Neo’s life follows the heroes journey. He is an ordinary person who is seeking for
an ideal, a mode of being greater than his current self who is Thomas Anderson, a
software developer by day and hacker by night. Unexpectedly his yearning is
answered and is involuntarily thrown out of his world either into the hands of good
or evil. He then agrees to freed from his current state of being through wisdom of
the wise master Morpheus who teaches him the Truth and sets him free and sets him
on his quest. Through powers unknown to him he gains tools to transform himself to
make him powerful, more armed against the adversary he will inevitably face. He
becomes a man, an individual when he no longer looks for Morpheus or eternal
influence to tell him who he is or what to do, and decides to save Morpheus.
Morpheus is his father figure, a man he had been searching for his whole life to
give him the Truth however it came to a point where Neo had to save Morpheus, and
this shows his transformation into a true individual, who now has the
responsibility and the power to save his own father When Neo faces Smith he becomes
the Hero, dies and is reborn anew, this time far greater than his previous self and
defeats the villain. At the end when his is alone in The Matrix it no longer feels
the place it once was. The place has not changed but he has changed, and he shows
the people what he has become, the potential of who they can become, the potential
beyond this world to understand Truth, who are in disbelief.

The Matrix also represents our society today. How we are fuelling a corporate
machine, as displayed in the mega skyscrapers and the film being predominately set
in the city. A man made structure. We have created our own infrastructure, our own
prison which we operate blindly in and enslave ourselves to it’s cause without
asking how much damage it is doing ourselves or if there is a life beyond it. We
humans who created the AI gave birth to their own prison guards, to their own hell
which we are on the path to do with our development of AI but also our development
of Corporate Capitalism. Indeed, the whole world looks otherworldly, unnatural,
alien and the people are zombie-like. Mouse asks the question, ‘how can we be human
if we deny our impulses’, which also beckons back to Vedanta and how we must free
our selves of Maya, of Samsara, of our senses and our desires.

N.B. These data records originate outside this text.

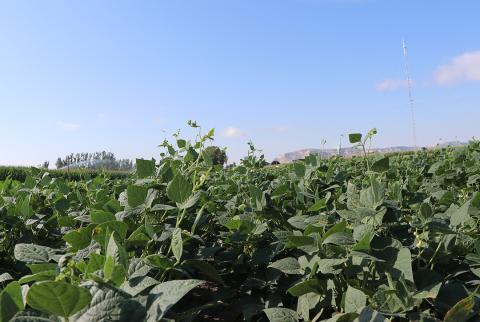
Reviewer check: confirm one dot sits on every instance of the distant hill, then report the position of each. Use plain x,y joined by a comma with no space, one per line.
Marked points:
351,151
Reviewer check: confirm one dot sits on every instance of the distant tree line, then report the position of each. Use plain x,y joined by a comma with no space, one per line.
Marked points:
96,160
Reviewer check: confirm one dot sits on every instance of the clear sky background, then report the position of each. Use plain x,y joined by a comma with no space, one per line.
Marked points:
82,76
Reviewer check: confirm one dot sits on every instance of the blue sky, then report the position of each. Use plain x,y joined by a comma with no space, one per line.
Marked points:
121,75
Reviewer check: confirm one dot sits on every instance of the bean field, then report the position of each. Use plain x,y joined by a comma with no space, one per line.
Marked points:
371,238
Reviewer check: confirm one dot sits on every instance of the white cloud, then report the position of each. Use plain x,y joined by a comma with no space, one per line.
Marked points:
280,129
68,126
464,67
391,85
232,132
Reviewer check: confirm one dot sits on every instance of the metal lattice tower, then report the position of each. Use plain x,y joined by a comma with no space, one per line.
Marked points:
410,96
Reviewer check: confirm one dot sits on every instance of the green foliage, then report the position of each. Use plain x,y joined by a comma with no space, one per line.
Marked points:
216,155
369,238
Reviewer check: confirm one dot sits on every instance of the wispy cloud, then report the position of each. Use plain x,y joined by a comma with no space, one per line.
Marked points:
391,84
232,132
68,126
464,67
280,129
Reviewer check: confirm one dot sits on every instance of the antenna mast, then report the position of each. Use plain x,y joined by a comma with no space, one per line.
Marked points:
410,96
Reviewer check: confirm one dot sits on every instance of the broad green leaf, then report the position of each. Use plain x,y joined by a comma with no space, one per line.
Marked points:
403,263
58,298
287,265
111,304
117,252
280,314
136,195
381,164
31,253
159,261
99,217
305,287
462,311
354,300
79,238
179,189
162,297
145,168
137,285
367,314
206,270
5,277
319,205
339,239
299,169
460,216
11,301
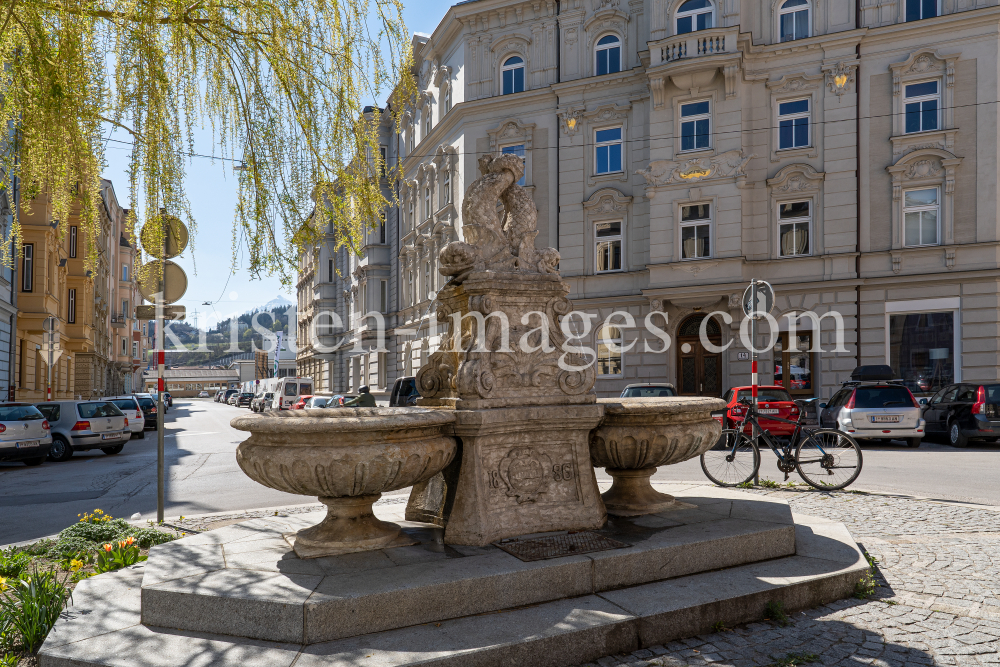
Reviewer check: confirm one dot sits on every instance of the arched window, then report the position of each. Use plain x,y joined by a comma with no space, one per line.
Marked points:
609,55
794,19
694,15
513,75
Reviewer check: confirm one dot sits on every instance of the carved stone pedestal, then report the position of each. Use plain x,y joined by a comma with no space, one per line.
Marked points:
524,470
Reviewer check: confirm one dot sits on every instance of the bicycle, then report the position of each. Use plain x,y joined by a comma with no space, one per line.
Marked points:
819,454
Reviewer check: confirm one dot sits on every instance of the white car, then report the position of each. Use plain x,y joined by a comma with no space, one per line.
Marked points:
25,434
129,405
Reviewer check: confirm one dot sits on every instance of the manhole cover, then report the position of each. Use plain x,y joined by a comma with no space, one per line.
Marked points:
556,546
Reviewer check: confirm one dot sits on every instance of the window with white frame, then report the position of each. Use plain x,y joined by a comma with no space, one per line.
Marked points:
694,15
793,124
512,74
609,55
517,150
794,221
696,125
921,106
921,210
696,231
608,246
921,9
793,20
609,352
608,150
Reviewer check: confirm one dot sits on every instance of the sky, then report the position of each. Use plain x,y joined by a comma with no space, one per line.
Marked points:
211,189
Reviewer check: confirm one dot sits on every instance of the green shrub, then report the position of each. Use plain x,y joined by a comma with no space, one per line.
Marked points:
30,609
13,562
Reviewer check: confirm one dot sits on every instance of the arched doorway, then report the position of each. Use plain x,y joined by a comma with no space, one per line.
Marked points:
699,371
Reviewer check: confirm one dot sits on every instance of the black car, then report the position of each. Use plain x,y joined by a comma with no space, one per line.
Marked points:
964,412
148,407
404,393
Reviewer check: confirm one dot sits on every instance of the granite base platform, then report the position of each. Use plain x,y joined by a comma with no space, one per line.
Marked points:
240,596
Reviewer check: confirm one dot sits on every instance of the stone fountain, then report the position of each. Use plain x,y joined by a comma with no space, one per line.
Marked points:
517,559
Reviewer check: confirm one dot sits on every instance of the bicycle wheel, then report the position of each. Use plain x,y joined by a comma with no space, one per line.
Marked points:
828,460
733,460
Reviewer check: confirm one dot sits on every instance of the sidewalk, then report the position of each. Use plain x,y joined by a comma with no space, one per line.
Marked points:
938,602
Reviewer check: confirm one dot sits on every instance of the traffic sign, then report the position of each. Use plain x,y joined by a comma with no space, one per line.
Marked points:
758,300
171,243
174,279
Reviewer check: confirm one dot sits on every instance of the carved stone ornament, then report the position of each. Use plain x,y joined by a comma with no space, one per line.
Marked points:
725,165
840,77
795,178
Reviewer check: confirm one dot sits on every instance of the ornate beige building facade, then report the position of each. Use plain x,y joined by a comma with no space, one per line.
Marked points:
675,149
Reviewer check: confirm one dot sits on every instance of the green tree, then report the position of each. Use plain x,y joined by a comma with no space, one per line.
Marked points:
282,85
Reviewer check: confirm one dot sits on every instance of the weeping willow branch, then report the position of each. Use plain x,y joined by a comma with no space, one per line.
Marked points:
282,86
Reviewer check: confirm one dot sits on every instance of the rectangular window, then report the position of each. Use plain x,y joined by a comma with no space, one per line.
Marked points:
793,124
793,228
921,9
608,150
609,352
921,102
922,349
28,267
920,217
696,125
517,150
608,246
696,229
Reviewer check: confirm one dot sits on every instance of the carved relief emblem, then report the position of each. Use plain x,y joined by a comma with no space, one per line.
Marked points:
523,472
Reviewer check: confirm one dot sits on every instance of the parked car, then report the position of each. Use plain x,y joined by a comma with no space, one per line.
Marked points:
404,392
647,390
82,425
136,420
262,401
317,402
964,413
148,407
874,406
25,434
771,400
301,403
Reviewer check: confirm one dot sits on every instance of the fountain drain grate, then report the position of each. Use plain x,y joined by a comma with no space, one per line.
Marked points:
556,546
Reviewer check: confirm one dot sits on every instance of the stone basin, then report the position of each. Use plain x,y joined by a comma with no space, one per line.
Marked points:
347,457
638,435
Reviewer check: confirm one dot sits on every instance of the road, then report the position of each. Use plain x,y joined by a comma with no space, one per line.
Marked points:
202,476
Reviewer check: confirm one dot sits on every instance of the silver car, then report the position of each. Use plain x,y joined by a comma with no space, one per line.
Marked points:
24,434
83,425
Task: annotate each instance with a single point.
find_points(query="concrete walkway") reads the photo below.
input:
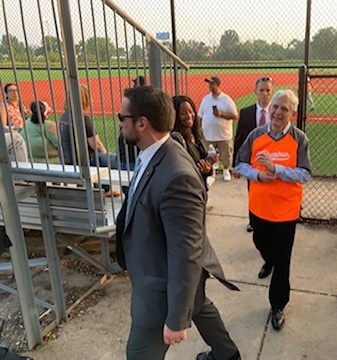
(310, 329)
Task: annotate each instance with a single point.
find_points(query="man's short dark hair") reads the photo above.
(139, 81)
(263, 79)
(214, 79)
(154, 104)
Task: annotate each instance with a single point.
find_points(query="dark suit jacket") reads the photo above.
(163, 243)
(247, 122)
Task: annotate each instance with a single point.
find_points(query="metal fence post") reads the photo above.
(51, 251)
(155, 65)
(302, 96)
(18, 250)
(76, 103)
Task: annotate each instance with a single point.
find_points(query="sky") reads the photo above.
(198, 20)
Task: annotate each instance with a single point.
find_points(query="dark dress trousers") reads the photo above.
(165, 249)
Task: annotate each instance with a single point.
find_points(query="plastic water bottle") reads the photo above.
(211, 150)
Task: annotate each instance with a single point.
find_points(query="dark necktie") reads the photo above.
(132, 187)
(262, 117)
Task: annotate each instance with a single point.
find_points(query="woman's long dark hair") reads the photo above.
(22, 109)
(35, 112)
(178, 126)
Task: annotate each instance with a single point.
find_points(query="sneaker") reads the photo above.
(210, 180)
(205, 356)
(226, 175)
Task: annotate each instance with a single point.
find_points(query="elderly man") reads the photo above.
(275, 158)
(254, 116)
(161, 237)
(217, 112)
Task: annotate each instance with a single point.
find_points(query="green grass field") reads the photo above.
(322, 136)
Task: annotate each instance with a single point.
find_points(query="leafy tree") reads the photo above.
(18, 48)
(192, 50)
(295, 49)
(229, 39)
(136, 53)
(324, 44)
(90, 47)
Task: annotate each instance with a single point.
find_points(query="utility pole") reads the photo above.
(174, 46)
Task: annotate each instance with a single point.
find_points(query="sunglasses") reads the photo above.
(263, 79)
(123, 117)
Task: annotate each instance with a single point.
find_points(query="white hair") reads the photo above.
(290, 95)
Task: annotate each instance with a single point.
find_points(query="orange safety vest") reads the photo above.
(278, 200)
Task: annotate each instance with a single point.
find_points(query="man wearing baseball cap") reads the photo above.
(139, 81)
(217, 111)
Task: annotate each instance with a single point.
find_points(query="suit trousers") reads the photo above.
(148, 344)
(275, 241)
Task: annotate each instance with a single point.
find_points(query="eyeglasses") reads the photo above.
(263, 79)
(123, 117)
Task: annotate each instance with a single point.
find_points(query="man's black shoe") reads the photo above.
(277, 319)
(265, 271)
(249, 228)
(208, 355)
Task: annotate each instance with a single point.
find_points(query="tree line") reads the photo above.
(323, 46)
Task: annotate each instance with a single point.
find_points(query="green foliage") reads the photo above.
(230, 48)
(192, 50)
(136, 53)
(93, 46)
(324, 44)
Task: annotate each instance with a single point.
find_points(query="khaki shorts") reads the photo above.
(225, 150)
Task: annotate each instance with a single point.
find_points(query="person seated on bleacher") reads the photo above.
(13, 115)
(68, 140)
(41, 130)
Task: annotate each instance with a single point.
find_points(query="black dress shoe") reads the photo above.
(265, 271)
(249, 228)
(277, 319)
(208, 355)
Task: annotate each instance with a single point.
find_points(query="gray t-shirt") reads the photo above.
(68, 137)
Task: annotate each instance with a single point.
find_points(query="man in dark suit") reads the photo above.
(253, 116)
(161, 237)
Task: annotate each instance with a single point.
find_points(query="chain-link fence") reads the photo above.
(238, 41)
(319, 200)
(241, 41)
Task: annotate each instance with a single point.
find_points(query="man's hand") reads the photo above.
(204, 166)
(236, 174)
(266, 176)
(216, 112)
(264, 159)
(172, 337)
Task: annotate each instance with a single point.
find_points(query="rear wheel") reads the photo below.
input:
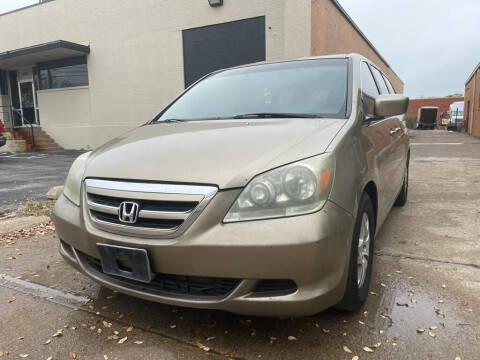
(361, 257)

Mr Smith is the head slave-driver in order that rogues are silenced and the world
continues to live on in ignorance. The one driven in control is unknown, is unseen.
The Matrix both represents our society, our Corporate world, a money machine and
also reality, consciousness and both asks whether this is all real. How can we even
know what is real which is the main question of the film.
It also hauntingly predicts the demise of humanity through our creation of AI who
we created in our hubris and devoured us for we gave birth to a power much smarter
and greater than ourselves.

Mr Smith’s remarks of humanity as being a species, a form of mammals, which are


unlike our counter parts. Other mammals come into an area and create a sense of
equilibrium with it’s environment whereas humanity moves into an area, multiples
profusely and drains all resources and then flocks to another. He compares humanity
to mammals but rather as a virus who’s nature is to multiple and consume all
resources.
Another poignant point Smith makes is how they tried to create a Matrix, a
civilisation, where everything was fair and equal, however people could accept this
that they started to retaliate and were always trying to wake-up as though such a
society could not exist it was not real. We needed strife, pain and sorrow to give
us an understanding of what is real.